What income would the average pension plan balance generate?

Retirement accounts are a crucial source of income for seniors. Social Security alone provides enough money to replace just 40% of pre-retirement income – which will not cover necessities. But are Americans on track to generate enough income in their later years?

Let’s take a look at the combined average 401 (k) and IRA balance among savers with both accounts and see how much money that would end up providing.

Image source: Getty Images.

This is the income a typical American would have as a senior based on average balances of 401 (k)

According to loyalty, the 401 (k) average combined and the IRA balance was $ 382,800 in 2021.

It might seem like a hefty sum, but if your account had around the average amount of money and you followed the 4% rule, that means you are withdrawing 4% from your account balance in the first year of your retirement and adjust for inflation over the following years – your savings would produce approximately $ 15,312 in annual income. For most people, even when combined with Social Security, that would probably leave them too little to live on.

Now it’s a medium balance among all retirement savers. It is therefore very possible that people nearing retirement have saved much more, while those far from retirement have smaller balances but have more time to grow them.

Yet Fidelity data also suggests that many people are probably not saving enough to prepare for the future. Fidelity found that the average savings rate in tax-exempt plans, including an equal employer, was around 11.6%. Saving nearly 15% of income could be crucial to building a sufficiently large nest egg, thanks to longer life expectancy and lower expected future returns.

How to beat the average

Seeing how much income the average benefit will produce may be sobering, as it clearly shows that even a relatively large account will produce a limited amount of money to survive as a senior.
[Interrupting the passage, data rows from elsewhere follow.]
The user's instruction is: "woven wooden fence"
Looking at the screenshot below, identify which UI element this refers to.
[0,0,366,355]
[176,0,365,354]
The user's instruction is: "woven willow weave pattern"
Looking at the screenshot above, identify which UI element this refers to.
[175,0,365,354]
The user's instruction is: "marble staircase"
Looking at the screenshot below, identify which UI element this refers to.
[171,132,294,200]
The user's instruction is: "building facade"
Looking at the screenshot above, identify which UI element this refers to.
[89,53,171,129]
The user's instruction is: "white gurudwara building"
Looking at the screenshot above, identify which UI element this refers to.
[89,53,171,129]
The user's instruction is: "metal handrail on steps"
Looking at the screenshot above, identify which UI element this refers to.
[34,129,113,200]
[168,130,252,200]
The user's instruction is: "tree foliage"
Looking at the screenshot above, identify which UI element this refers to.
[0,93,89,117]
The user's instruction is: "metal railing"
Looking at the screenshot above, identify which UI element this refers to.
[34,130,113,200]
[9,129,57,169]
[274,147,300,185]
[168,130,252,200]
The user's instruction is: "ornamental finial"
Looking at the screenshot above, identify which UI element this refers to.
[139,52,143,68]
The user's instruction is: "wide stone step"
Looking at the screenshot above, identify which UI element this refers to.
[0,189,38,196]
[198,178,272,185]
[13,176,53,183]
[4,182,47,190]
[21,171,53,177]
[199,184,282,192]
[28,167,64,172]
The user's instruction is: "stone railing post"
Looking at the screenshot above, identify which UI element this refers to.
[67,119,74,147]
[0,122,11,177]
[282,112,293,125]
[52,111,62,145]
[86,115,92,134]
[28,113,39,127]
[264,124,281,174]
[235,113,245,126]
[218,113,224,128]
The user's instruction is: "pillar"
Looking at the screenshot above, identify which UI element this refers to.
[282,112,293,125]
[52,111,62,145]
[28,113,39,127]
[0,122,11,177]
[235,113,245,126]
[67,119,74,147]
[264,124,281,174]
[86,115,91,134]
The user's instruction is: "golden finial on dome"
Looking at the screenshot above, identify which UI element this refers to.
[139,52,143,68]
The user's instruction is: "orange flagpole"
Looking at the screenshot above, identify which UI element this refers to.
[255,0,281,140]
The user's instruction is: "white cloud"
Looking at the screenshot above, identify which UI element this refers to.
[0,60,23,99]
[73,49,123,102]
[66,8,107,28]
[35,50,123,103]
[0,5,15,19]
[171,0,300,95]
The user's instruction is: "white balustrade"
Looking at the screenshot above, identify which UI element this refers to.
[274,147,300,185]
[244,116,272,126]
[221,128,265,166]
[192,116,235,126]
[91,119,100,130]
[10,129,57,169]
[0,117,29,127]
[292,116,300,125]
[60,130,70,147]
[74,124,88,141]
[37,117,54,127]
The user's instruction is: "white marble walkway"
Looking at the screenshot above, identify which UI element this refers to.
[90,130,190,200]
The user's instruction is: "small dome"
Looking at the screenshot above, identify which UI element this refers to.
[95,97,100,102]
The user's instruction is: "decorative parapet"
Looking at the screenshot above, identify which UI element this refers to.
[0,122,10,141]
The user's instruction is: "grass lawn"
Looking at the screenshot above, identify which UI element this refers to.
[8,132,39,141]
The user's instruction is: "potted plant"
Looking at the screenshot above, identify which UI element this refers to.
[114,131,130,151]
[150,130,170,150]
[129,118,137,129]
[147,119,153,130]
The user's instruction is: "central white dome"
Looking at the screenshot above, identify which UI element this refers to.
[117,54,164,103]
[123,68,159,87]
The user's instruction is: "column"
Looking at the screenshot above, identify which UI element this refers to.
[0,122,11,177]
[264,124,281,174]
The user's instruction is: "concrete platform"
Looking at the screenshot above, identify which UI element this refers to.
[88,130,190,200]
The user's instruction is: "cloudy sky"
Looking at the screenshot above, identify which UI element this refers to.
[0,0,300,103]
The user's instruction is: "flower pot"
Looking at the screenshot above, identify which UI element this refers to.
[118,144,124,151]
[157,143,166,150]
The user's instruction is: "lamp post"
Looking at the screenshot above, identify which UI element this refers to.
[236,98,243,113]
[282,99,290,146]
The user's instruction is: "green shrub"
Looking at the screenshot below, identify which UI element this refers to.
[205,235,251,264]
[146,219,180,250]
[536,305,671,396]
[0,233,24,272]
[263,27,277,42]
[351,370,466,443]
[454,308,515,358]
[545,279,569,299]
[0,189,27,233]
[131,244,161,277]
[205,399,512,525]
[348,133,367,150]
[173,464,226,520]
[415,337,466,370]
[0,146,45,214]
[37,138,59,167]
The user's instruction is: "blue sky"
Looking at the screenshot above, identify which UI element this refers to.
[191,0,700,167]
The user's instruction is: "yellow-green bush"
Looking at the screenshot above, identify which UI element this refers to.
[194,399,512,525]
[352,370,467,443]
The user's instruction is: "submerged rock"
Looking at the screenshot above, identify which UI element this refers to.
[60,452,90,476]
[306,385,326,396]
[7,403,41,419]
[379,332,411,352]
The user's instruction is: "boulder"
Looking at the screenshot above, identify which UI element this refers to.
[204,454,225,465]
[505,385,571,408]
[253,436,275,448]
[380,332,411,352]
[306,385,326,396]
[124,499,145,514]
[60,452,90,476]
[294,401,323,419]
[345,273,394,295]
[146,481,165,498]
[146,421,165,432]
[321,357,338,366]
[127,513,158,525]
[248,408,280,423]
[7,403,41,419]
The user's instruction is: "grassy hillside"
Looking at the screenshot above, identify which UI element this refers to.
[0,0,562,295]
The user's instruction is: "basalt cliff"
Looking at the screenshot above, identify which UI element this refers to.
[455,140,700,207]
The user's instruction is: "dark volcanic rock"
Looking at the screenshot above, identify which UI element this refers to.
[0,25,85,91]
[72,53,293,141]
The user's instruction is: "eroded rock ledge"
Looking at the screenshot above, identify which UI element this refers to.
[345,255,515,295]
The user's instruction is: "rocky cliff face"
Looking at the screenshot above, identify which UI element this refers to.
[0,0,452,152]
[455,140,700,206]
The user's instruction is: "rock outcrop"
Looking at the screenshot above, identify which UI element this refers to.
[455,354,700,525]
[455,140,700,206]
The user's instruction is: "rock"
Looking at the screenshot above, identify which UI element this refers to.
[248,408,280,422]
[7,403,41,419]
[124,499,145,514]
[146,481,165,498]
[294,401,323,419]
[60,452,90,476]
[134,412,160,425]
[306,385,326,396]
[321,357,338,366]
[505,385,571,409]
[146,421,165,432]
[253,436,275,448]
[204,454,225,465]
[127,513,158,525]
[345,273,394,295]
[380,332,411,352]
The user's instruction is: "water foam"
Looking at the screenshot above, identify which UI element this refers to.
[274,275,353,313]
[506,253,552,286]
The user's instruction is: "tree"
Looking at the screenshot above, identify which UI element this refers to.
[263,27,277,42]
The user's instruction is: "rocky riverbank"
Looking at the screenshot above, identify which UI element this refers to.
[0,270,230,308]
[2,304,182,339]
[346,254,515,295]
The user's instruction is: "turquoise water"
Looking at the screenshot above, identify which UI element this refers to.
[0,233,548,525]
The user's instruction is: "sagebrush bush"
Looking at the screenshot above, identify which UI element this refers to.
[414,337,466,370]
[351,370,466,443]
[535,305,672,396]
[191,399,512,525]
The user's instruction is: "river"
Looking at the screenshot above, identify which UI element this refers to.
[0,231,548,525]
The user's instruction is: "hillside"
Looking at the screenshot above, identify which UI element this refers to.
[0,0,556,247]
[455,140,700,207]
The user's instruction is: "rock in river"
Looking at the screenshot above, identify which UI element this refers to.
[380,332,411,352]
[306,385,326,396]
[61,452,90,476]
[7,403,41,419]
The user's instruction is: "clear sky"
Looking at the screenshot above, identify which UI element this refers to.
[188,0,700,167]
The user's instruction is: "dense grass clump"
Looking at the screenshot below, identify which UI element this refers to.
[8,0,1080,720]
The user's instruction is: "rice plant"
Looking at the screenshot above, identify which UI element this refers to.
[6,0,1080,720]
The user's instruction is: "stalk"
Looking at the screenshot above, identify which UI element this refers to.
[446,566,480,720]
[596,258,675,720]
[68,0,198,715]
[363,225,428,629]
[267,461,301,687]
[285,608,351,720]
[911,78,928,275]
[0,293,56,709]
This is especially true once you remember that you have to factor in taxes and inflation. So if you don’t retire for a long time, an income of $ 15,312 will give you even less purchasing power than you might think.
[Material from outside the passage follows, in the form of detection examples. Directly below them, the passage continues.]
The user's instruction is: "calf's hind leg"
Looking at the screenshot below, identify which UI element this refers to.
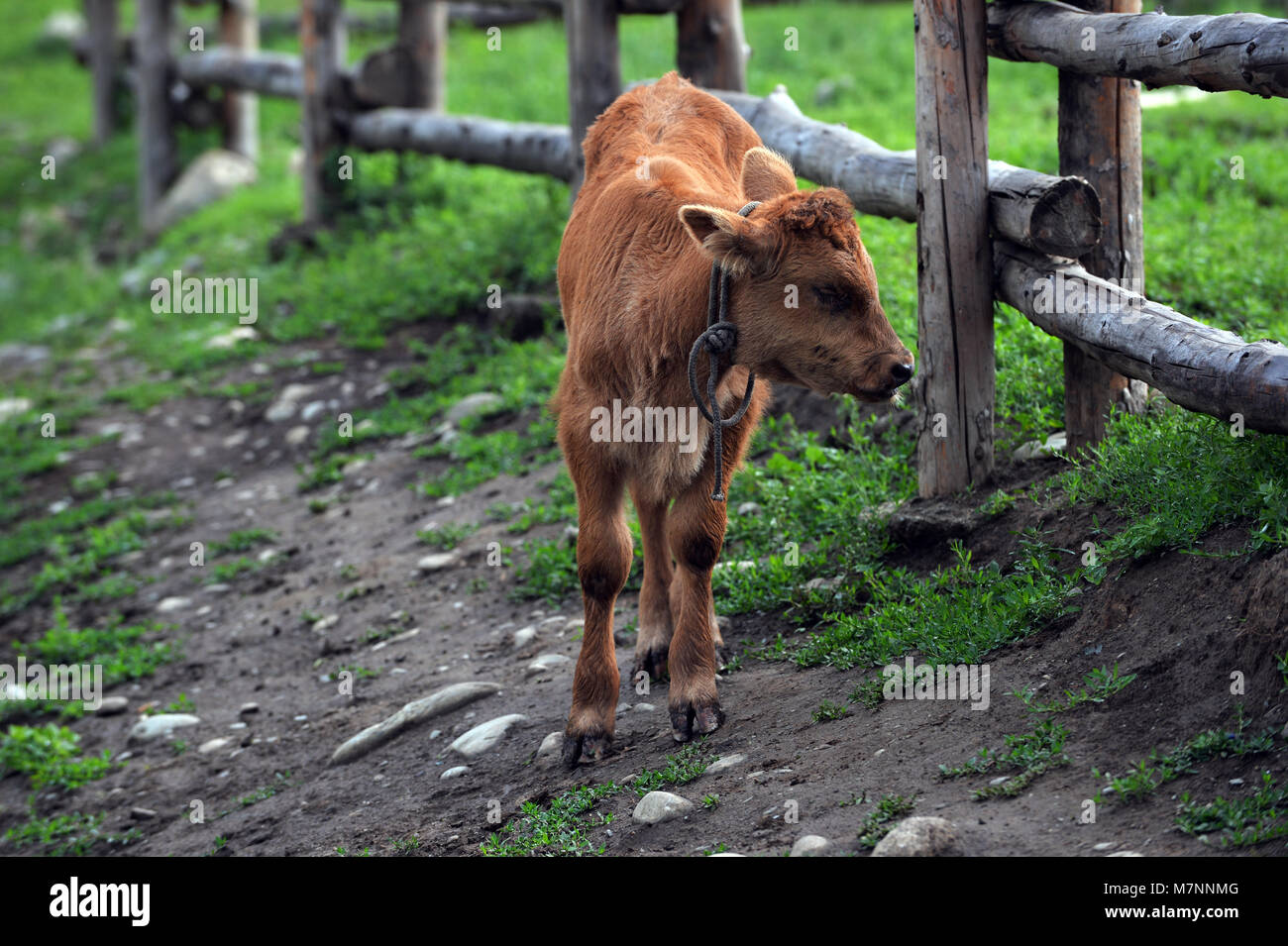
[631,484,674,681]
[561,466,631,766]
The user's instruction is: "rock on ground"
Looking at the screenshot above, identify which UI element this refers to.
[872,817,966,857]
[631,791,693,825]
[790,834,832,857]
[331,680,501,766]
[448,713,528,760]
[129,713,201,743]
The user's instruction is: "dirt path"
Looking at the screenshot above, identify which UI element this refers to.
[0,342,1288,856]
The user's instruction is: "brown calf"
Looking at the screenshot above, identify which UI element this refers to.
[554,73,912,766]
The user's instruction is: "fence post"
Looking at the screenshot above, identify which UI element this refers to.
[1059,0,1146,453]
[675,0,747,91]
[564,0,622,197]
[913,0,995,497]
[219,0,259,160]
[300,0,344,225]
[85,0,116,146]
[398,0,447,112]
[134,0,177,229]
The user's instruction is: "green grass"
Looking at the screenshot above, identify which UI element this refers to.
[1014,664,1136,713]
[0,726,117,791]
[0,599,180,719]
[1060,409,1288,581]
[939,719,1069,801]
[1092,714,1284,804]
[783,537,1076,668]
[4,811,143,857]
[859,794,917,848]
[1176,773,1288,847]
[480,741,716,857]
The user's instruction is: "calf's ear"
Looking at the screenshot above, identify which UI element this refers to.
[742,147,796,201]
[680,203,774,275]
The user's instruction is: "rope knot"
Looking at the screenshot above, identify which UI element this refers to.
[690,201,760,502]
[699,322,738,356]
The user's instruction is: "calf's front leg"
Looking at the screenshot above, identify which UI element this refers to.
[667,471,729,743]
[561,469,631,767]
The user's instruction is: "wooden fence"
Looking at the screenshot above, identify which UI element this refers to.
[77,0,1288,495]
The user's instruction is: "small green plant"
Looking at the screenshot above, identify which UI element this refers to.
[416,523,478,552]
[391,834,420,857]
[1012,664,1136,713]
[849,677,885,710]
[1176,773,1288,847]
[1091,713,1283,804]
[859,794,917,848]
[0,726,117,791]
[164,692,197,713]
[979,489,1015,517]
[237,773,291,808]
[812,700,850,722]
[480,740,715,857]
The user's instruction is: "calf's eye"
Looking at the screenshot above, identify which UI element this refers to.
[814,285,850,315]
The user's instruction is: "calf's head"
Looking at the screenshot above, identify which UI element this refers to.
[680,148,912,401]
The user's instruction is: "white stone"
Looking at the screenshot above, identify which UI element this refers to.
[443,391,505,423]
[523,654,572,677]
[331,681,501,765]
[707,752,747,775]
[537,732,563,760]
[790,834,832,857]
[149,148,255,233]
[0,397,31,421]
[631,791,693,825]
[416,552,460,572]
[129,713,201,743]
[98,696,130,715]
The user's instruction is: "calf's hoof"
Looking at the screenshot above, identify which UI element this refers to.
[670,702,724,743]
[559,732,613,769]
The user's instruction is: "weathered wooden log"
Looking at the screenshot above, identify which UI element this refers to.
[1057,0,1147,453]
[993,241,1288,434]
[300,0,345,225]
[82,0,119,146]
[988,0,1288,98]
[564,0,622,192]
[677,0,747,91]
[913,0,995,497]
[398,0,447,112]
[220,0,259,160]
[348,108,574,180]
[712,86,1102,259]
[175,47,304,99]
[134,0,177,231]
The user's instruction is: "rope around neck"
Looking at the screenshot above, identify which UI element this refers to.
[690,201,760,502]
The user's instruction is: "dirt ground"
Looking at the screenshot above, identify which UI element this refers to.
[0,345,1288,856]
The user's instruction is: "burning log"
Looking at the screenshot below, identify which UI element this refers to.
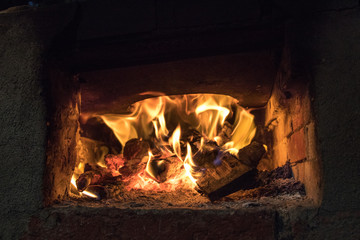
[146,157,183,183]
[124,138,150,160]
[237,141,266,168]
[82,185,109,200]
[194,142,265,201]
[75,164,118,192]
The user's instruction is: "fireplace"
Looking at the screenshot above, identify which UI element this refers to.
[0,1,358,239]
[45,48,320,207]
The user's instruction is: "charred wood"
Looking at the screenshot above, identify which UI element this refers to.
[124,138,150,160]
[194,142,265,201]
[237,141,266,168]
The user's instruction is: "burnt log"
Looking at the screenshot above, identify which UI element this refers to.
[237,141,266,168]
[75,164,121,192]
[124,138,150,160]
[76,170,103,192]
[146,157,183,183]
[194,142,265,201]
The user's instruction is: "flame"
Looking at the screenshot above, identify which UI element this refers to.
[184,143,197,184]
[71,92,256,195]
[169,125,182,160]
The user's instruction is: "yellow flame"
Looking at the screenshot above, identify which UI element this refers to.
[145,150,156,179]
[169,125,182,160]
[72,92,256,193]
[184,143,196,184]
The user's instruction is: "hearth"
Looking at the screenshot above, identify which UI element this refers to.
[46,47,320,206]
[0,0,359,239]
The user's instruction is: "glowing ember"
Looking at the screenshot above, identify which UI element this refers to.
[71,94,256,198]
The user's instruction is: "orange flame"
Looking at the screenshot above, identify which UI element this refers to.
[72,92,256,194]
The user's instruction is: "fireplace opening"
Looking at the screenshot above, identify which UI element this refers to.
[46,51,320,207]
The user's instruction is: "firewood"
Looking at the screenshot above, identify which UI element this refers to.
[76,170,103,192]
[104,154,125,171]
[194,142,265,201]
[147,157,183,183]
[83,185,109,200]
[237,141,266,168]
[75,164,121,192]
[124,138,150,160]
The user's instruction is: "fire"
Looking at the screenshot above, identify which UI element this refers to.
[71,94,256,197]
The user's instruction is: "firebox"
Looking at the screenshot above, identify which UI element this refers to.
[46,43,319,207]
[0,0,360,239]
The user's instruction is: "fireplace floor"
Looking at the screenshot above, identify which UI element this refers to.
[67,175,306,208]
[23,192,316,240]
The good news is that you can end up with a much bigger nest egg than average if you follow a few simple steps, including:

  • Start saving as soon as possible to put the power of compound growth to work for you. The sooner you start investing, the sooner your money can generate returns that can be reinvested and quickly increase your account balance.
  • Set detailed retirement goals so that you know how much you’ll need in your later years, so you can identify exactly how much money should be saved each month to stay on track to reaching your goal.
  • Automate contributions to retirement accounts so that you can always contribute the amount needed each month without any effort on your part.
  • Invest in an appropriate mix of different assets in order to be exposed to the right level of risk.

An above-average account balance will be crucial for a secure future, so start working on these steps today to raise more than the typical American by the time you reach retirement age.